ANIANO, EL CORSARIO (Miguel Delibes)
Publicado en
agosto 19, 2013
El día que me largué, las Mellizas dormían juntas en la vieja cama de hierro y, al besarlas en la frente, la Clara, que sólo dormía con un ojo y me miraba con el otro, azul, patéticamente inmóvil, rebulló y los muelles chirriaron, como si también quisieran despedirme. A Padre no le dije nada, ni hice por verle, porque me había advertido: "Si te marchas, hazte la idea de que no me has conocido". Y yo me hice la idea desde el principio y amén. Y después de toparme con el Aniano, bajo el chopo del Elicio, tomé el camino de Pozal de la Culebra, con el hato al hombro y charlando con el Cosario de cosas insustanciales, porque en mi pueblo no se da demasiada importancia a las cosas y si uno se va, ya volverá; y si uno enferma, ya sanará; y si no sana, que se muera y que le entierren. Después de todo, el pueblo permanece y algo queda de uno agarrado a los cuetos, los chopos y los rastrojos. En las ciudades se muere uno del todo; en los pueblos, no; y la carne y los huesos de uno se hacen tierra, y si los trigos y las cebadas, los cuervos y las urracas medran y se reproducen es porque uno les dio su sangre y su calor y nada más.
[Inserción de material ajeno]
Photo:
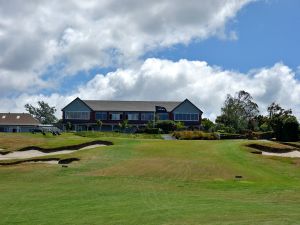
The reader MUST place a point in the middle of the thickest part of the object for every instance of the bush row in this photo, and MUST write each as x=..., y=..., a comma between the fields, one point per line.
x=200, y=135
x=195, y=135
El Aniano y yo íbamos por el camino, y yo le dije al Aniano: "¿Tienes buena hora"? Y él miró para el sol, entrecerrando los ojos, y me dijo: "Aún no dio la media". Yo me irrité un poco: "Para llegar al coche no te fíes del sol" dije. Y él me dijo: "Si es por eso no te preocupes. Orestes sabe que voy y el coche no arranca sin el Aniano". Algo me pesaba dentro y dejé de hablar. Las alondras apeonaban entre los montones de estiércol, en la tierra del tío Tadeo, buscando los terrones más gruesos para encararme a ellos, y en el recodo volaron muy juntas dos codornices. El Aniano dijo: " Si las agarra el Antonio"; mas el Antonio no podía agarrarlas sino con red, en primavera, porque por una codorniz no malgastaba un cartucho, pero no dije nada porque algo me pesaba dentro y ya empezaba a comprender que ser de pueblo en Castilla era una cosa importante. Y así que llegamos al atajo de la Viuda, me volví y vi el llano y el camino polvoriento zigzagueando por él y, a la izquierda, los tres almendros del Ponciano y, a la derecha, los tres almendros del Olimpio, y detrás de los rastrojos amarillos, el pueblo, con la chata torre de la iglesia en medio y las casitas de adobe, como polluelos, en derredor. Eran cuatro casas mal contadas pero era un pueblo, y a mano derecha, según se mira, aún divisaba el chopo del Elicio y el palomar de la tía Zenona y el bando de palomas, muy nutrido, sobrevolando la última curva del camino. Tras el pueblo se iniciaban los tesos como moles de ceniza, y al pie del Cerro Fortuna, como protegiéndole del matacabras, se alzaba el soto de los Encapuchados donde por San Vito, cuando era niño y Madre vivía, merendábamos los cangrejos que Padre sacaba del arroyo y una tortilla de escabeche. Recuerdo que Padre en aquellas meriendas empinaba la bota más de la cuenta y Madre decía: "Deja la bota, Isidoro; te puede hacer mal". Y él se enfadaba. Padre siempre se enfadaba con Madre, menos el día que murió y la vio tendida en el suelo entre cuatro hachones. Aquel día se arrancó a llorar y decía: "No hubo mujer más buena que ella". Luego se abrazó a las Mellizas y las dijo: "Sólo pido al Señor que os parezcáis a la difunta". Y las Mellizas, que eran muy niñas, se reían por lo bajo como dos tontas y se decían: "Fíjate cuánta gente viene hoy por casa".
Sobre la piedra caliza del recodo se balanceaba una picaza y es lo último que vi del pueblo, porque Aniano, el Cosario, me voceó desde lo alto del teso: "¿Vienes o no vienes? Orestes aguarda, pero se cabrea si le retraso ".